Apart from the allusions to the current political situation in Russia, were there any other reasons why Numbers was chosen by your friends as the basis for the film?

Basically it was the only piece ready to be filmed.

But you have published other literary works in recent years…

Those are fiction pieces, not plays or screenplays. My friends wanted to do a film based on my work. But I didn’t want the plays I wrote before my imprisonment to be worked on by others. I think it was impossible to explain my ideas and the way I saw them staged to somebody else. So they couldn’t make films the way I wanted them to be made. The same issues occurred with the screenplays I had written in prison. They were very complex. My friends then had an idea to turn some of my short stories into films. I didn’t agree to that either as fiction literature is a separate genre. So finally I agreed to stage the play (Numbers).

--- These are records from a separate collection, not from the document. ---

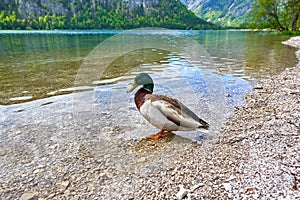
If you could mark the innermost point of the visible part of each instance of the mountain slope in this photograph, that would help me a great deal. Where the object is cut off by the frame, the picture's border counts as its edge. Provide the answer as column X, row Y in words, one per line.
column 97, row 14
column 230, row 13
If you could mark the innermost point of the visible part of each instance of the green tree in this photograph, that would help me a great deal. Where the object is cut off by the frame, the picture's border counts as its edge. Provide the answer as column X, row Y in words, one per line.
column 276, row 14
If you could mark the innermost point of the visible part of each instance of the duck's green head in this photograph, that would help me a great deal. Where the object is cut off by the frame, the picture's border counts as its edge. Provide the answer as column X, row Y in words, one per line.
column 142, row 79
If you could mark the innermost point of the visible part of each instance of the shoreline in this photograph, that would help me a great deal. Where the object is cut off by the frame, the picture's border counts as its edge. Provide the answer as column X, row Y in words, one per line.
column 256, row 155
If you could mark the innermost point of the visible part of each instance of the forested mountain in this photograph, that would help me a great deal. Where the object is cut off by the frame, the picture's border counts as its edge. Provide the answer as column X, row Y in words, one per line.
column 230, row 13
column 97, row 14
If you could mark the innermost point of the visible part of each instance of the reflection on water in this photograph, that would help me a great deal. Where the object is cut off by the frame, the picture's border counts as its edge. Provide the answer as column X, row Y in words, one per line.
column 38, row 65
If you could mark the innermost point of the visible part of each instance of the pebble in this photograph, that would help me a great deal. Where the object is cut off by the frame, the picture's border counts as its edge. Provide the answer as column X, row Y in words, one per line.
column 28, row 196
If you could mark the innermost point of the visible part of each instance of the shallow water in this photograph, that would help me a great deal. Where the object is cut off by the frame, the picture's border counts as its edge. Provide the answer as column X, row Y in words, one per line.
column 39, row 64
column 209, row 71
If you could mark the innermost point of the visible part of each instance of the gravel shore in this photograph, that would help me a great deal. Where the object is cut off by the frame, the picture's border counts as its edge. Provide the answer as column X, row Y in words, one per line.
column 255, row 156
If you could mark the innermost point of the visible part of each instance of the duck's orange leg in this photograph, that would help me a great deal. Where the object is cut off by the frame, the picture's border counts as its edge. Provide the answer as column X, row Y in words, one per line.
column 156, row 136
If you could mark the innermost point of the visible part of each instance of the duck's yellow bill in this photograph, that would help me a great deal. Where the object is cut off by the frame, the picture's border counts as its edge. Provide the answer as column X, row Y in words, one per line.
column 133, row 86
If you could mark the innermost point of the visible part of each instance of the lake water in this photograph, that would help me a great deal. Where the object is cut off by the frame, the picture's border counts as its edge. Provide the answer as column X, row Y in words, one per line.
column 38, row 64
column 64, row 100
column 210, row 71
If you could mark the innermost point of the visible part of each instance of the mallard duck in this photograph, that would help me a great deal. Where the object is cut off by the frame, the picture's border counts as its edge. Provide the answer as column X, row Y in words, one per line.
column 163, row 112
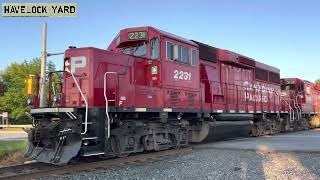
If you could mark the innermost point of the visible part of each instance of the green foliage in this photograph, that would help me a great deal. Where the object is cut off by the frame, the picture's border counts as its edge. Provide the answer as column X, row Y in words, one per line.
column 14, row 99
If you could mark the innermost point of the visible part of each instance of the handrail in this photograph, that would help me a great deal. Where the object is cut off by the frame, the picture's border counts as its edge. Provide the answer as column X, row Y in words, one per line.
column 85, row 101
column 288, row 103
column 300, row 114
column 106, row 98
column 294, row 107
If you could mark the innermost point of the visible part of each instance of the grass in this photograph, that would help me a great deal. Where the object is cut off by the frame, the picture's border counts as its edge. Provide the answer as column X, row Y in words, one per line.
column 12, row 151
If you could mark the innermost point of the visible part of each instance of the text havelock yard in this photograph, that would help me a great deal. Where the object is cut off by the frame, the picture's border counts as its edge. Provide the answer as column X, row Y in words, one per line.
column 39, row 9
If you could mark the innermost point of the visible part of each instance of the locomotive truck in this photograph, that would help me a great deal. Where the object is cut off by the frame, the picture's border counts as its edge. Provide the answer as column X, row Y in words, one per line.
column 151, row 90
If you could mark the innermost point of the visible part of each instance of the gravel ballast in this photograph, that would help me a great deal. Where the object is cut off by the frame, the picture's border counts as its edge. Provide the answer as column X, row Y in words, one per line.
column 208, row 162
column 217, row 164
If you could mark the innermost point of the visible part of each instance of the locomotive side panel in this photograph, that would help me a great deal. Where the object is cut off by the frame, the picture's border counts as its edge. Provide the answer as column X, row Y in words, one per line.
column 180, row 75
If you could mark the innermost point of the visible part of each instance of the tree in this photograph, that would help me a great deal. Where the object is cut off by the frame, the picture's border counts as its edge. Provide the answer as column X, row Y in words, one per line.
column 14, row 99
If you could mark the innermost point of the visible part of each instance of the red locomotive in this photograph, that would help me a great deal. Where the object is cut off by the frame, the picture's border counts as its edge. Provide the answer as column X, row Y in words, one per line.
column 304, row 99
column 152, row 90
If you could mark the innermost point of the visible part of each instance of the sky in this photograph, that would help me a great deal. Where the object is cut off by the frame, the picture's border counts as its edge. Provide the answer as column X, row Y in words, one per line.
column 284, row 34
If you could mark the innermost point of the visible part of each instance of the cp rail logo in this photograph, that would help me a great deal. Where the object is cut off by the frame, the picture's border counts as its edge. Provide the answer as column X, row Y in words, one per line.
column 39, row 9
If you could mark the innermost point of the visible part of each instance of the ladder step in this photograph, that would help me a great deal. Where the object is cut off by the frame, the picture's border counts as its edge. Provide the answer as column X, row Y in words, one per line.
column 90, row 138
column 93, row 153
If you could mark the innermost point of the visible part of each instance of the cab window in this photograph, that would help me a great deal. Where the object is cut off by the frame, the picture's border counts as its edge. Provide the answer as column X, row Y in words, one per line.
column 183, row 55
column 140, row 50
column 193, row 57
column 170, row 49
column 154, row 48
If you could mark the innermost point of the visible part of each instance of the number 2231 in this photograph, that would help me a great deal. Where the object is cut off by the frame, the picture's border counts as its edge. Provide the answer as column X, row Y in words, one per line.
column 182, row 75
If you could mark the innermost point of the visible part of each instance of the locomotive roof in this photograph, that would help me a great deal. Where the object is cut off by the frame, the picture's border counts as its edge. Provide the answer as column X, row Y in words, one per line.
column 211, row 48
column 173, row 36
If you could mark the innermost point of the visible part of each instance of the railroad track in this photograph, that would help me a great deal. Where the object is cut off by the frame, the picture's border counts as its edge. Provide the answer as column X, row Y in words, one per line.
column 34, row 170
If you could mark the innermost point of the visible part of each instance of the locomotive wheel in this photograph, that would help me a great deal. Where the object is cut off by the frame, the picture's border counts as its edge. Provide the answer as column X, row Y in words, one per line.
column 116, row 149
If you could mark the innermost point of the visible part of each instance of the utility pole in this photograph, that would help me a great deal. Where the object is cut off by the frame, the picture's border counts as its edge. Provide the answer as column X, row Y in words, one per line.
column 43, row 64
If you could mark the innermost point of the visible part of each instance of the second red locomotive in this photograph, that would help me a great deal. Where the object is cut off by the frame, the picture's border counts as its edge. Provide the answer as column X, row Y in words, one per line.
column 152, row 90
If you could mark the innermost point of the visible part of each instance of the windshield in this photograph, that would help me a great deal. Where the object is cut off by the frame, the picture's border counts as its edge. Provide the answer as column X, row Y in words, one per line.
column 139, row 50
column 288, row 87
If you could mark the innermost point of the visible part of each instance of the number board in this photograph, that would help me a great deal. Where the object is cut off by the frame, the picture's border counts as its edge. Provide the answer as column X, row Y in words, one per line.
column 137, row 35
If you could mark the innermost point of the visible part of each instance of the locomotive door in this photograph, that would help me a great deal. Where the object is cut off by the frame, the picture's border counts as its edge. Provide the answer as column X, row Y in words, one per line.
column 180, row 75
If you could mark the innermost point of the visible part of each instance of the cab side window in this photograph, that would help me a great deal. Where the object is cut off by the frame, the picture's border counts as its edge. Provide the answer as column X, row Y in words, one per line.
column 154, row 48
column 170, row 49
column 183, row 55
column 193, row 57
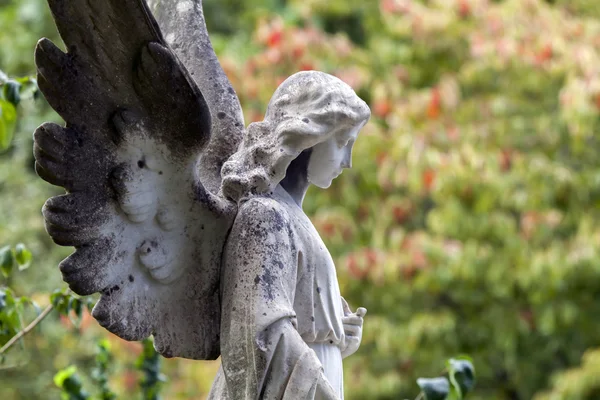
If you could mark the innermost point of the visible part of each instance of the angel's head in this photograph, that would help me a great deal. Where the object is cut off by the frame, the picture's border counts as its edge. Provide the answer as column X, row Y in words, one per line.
column 310, row 110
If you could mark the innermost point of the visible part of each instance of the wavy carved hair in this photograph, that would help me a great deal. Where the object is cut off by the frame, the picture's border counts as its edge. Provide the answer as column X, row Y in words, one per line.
column 306, row 109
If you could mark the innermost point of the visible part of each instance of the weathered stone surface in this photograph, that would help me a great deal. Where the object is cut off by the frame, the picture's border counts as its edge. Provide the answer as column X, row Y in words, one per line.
column 190, row 233
column 147, row 232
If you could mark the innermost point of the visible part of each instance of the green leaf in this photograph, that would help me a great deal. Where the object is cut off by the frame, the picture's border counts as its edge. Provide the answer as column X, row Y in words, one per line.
column 434, row 388
column 8, row 119
column 23, row 256
column 462, row 374
column 64, row 374
column 2, row 299
column 7, row 261
column 12, row 92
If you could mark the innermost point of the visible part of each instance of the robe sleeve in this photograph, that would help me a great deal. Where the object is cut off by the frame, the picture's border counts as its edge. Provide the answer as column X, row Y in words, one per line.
column 263, row 355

Then there was an idea to make the video version of the play which finally turned into a full film project. And now we have a film which developed out of a theatre play.

The screening of Oleg Sentsov’s film was supported by the Polish division of Amnesty International in solidarity with Ukrainian prisoners being kept in captivity in Russia. On March 1st, visitors to the European Solidarity Centre were invited to join the letter-writing campaign in support of Denys Kashuk – one of the latest Ukrainian political prisoners in Crimea detained in Simferopol in December 2019.

Kateryna Pryshchepa is a Ukrainian journalist, PhD candidate and frequent contributor to New Eastern Europe.